Is the \L option as efficient as it can be?

Create issue
Issue #376 resolved
40a created an issue

Consider the following script:

from timeit import repeat
from regex import compile

atomic_search = compile('(?>a(?>b|c)|d)').search
atomic_set_search = compile('(?>a[bc]|d)').search
normal_search = compile('(?:a(?:b|c)|d)').search
L_search = compile('\L<abcd>', abcd=['ab', 'ac', 'd']).search
reverse_set_search = compile('(?>d|a[cb])').search

string = 'a' * 1000

results = []
for search_function in (
    atomic_search, atomic_set_search, normal_search, L_search,
    reverse_set_search
):
    time = min(repeat(
        'search_function(string)', repeat=10, number=10, globals=globals()))
    results += (
        time,
        f'pattern:\t{search_function.__self__.pattern:<15}\n'
        f'\ttime:\t{time}'),


for r in sorted(results):
    print(r[1])

I’m consistently getting results in the following order:

pattern:    (?:a(?:b|c)|d) 
    time:   0.0008544000000000052
pattern:    (?>d|a[cb])    
    time:   0.0010161999999999949
pattern:    (?>a[bc]|d)    
    time:   0.0011831999999999954
pattern:    (?>a(?>b|c)|d) 
    time:   0.001701099999999997
pattern:    \L<abcd>       
    time:   0.0023178999999999977

which shows that the \L switch is not as efficient as the other patterns.

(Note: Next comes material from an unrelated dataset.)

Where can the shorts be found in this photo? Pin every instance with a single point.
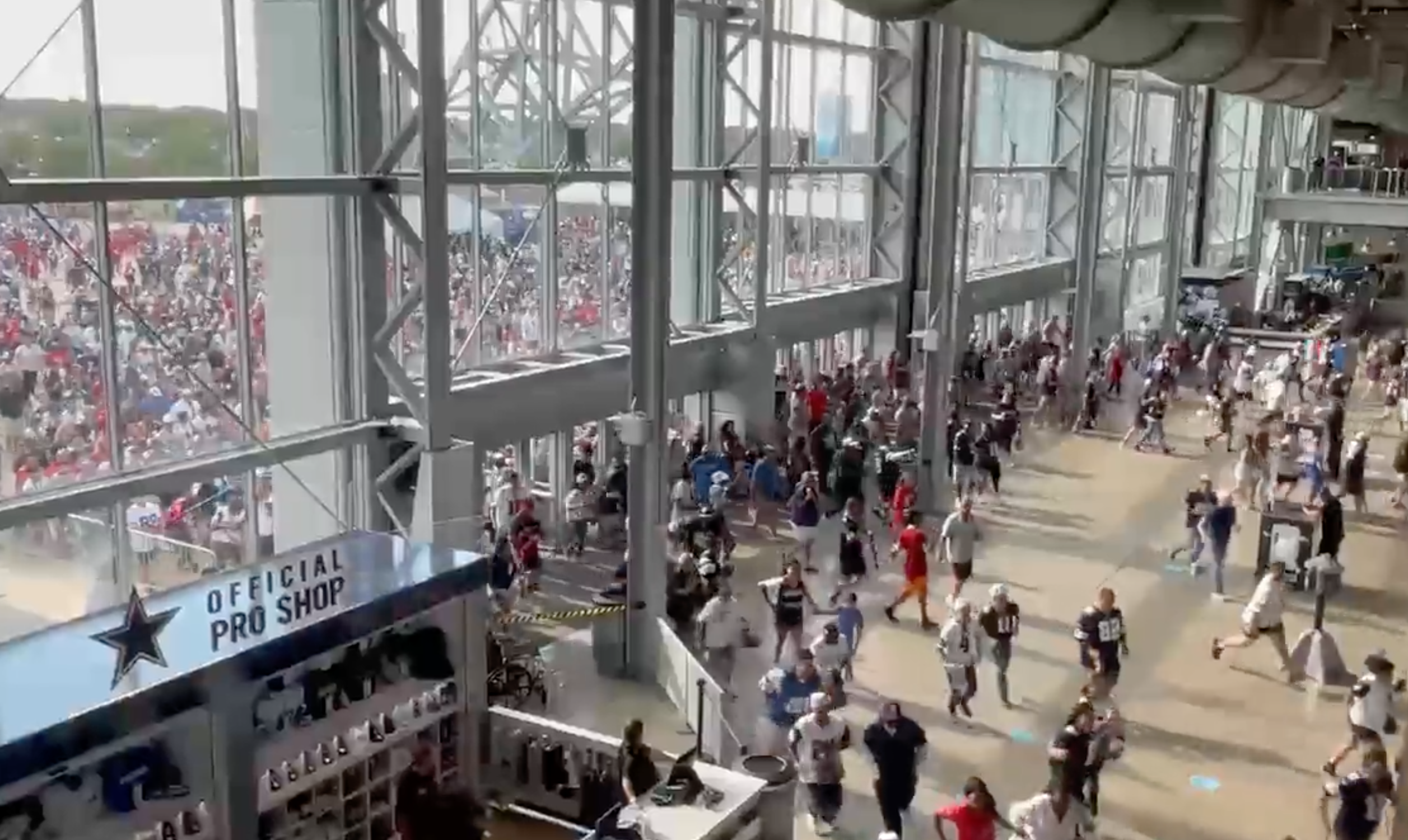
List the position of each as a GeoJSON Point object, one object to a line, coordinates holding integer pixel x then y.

I tried to follow the source code to see the generated pattern for the \L list, but I think StringSet result is directly passed into the C code and my C sucks, so I couldn’t get any deeper.

Background:

I recently learned about the \L option and wanted to test its performance against a pattern generator of my own. You can see the code at https://github.com/5j9/wikitextparser/blob/9dd5fff5ddc3f2bef67aacded21477fa42cdf163/wikitextparser/_config.py#L63 . (of-course the code cannot handle byte patterns and may have other bugs or limitations)

regex.__version__ == '2.5.74'

sys.version == '3.8.1 (tags/v3.8.1:1b293b6, Dec 18 2019, 23:11:46) [MSC v.1916 64 bit (AMD64)]'

(Windows 10 64bit)

Comments (6)

  1. Matthew Barnett repo owner

    For a small number of strings, it probably isn't as efficient. Does it matter in practice when used as part of a larger pattern? Probably not.

  2. Makyen

    So… I need to apologize. I’ve owed creating an issue about the performance of \L<list> for much longer than should have been the case. I’m sorry I didn't actually get it done.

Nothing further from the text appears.